Cameron ne serait plus là, certes, mais celui qui le remplacerait serait un xénophobe populiste de droite qui interpréterait le vote pour le Brexit comme un mandat direct pour de nouvelles mesures draconiennes, en particulier contre l’immigration.

Ce ne serait pas un Brexit dirigé par un gouvernement cherchant à rompre avec les politiques néo­libérales et les contraintes de l’UE. Ce serait un Brexit dirigé par des populistes et des xénophobes de droite dans le cadre d’un programme de droite raciste.

De toute façon, le fait d’être par principe en faveur de la sortie de l’UE ne signifie pas voter pour une sortie, quelles que soient les circonstances ou les conséquences. Nous devons être guidés non seulement par des principes généraux, mais par ce qui sert au mieux les intérêts du mouvement, ici et maintenant, en riposte contre l’austérité.

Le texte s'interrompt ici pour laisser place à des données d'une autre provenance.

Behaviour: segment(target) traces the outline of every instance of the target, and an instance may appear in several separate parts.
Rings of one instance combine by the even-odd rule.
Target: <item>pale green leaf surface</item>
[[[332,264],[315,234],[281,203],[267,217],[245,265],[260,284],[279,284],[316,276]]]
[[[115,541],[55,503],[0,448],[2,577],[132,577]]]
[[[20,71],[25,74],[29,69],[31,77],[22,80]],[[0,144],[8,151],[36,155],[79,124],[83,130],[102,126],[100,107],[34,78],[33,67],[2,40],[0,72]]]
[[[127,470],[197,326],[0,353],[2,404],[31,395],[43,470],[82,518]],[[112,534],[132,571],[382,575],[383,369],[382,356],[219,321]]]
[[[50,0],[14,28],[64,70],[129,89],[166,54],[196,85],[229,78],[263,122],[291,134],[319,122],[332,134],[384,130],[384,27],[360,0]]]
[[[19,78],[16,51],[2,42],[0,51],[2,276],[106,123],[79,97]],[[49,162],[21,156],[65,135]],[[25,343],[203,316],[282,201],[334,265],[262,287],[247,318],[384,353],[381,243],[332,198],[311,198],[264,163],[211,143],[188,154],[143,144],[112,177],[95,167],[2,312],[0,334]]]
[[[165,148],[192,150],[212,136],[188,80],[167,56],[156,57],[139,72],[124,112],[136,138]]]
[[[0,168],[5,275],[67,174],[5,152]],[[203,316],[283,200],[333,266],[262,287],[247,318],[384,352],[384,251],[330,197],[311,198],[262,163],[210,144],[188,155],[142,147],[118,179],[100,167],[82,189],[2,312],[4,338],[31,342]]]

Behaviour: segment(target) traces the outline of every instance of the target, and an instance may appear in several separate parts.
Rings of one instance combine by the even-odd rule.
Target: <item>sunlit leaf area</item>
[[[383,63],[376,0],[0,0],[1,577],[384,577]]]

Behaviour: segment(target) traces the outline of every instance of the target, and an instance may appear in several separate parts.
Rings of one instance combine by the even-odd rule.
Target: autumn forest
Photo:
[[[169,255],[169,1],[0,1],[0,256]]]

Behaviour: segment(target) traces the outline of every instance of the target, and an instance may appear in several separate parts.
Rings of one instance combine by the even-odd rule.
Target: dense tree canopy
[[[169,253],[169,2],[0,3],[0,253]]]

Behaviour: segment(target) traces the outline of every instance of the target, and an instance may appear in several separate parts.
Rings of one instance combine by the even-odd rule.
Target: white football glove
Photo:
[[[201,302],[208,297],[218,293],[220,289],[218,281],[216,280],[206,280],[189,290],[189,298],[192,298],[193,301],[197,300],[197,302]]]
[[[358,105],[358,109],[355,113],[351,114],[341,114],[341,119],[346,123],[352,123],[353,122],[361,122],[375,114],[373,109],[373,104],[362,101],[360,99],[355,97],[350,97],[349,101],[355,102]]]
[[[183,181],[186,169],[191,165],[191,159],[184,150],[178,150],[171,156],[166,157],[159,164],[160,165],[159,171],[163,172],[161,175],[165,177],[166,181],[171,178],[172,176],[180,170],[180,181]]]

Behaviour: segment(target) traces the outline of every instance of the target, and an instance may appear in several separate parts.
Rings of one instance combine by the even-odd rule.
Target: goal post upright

Il faut aussi souligner qu’un vote pour le Brexit mettrait les 2,2 millions de citoyens de l’UE qui habitent la Grande-Bretagne dans une situation très vulnérable. C’est quelque chose dont la campagne pour le Brexit de gauche – et de manière insouciante – ne tient absolument pas compte.

 Jouer avec le feu

Les défenseurs d’un Brexit de gauche devraient réfléchir très sérieusement aux conséquences d’un vote pour une sortie dans un référendum tel que celui-ci. Ils jouent avec le feu quand ils disent, et ils le disent effectivement, qu’un vote pour le Brexit ouvrirait des opportunités pour la gauche et mènerait à un gouvernement Corbyn. Cela n’a pas de sens. Au mieux, c’est un pari risqué énorme. Quand une victoire pour la droite a-t-elle déjà ouvert des opportunités pour la gauche ?

En fait, le terme « sortie de gauche » est un nom mal approprié. C’est une contradiction dans les termes, puisqu’aucune « sortie de gauche » n’est disponible. La seule sortie proposée est une sortie de droite dominée par les xénophobes dans le cadre de leur programme. Les animateurs des campagnes de la gauche radicale pour le Brexit commettent une lourde erreur, et ils devraient bien y réfléchir.

Alan Thornett (membre de la direction de Socialist Resistance)


P.-S.

* Paru dans l’Anticapitaliste le 16 juin 2016.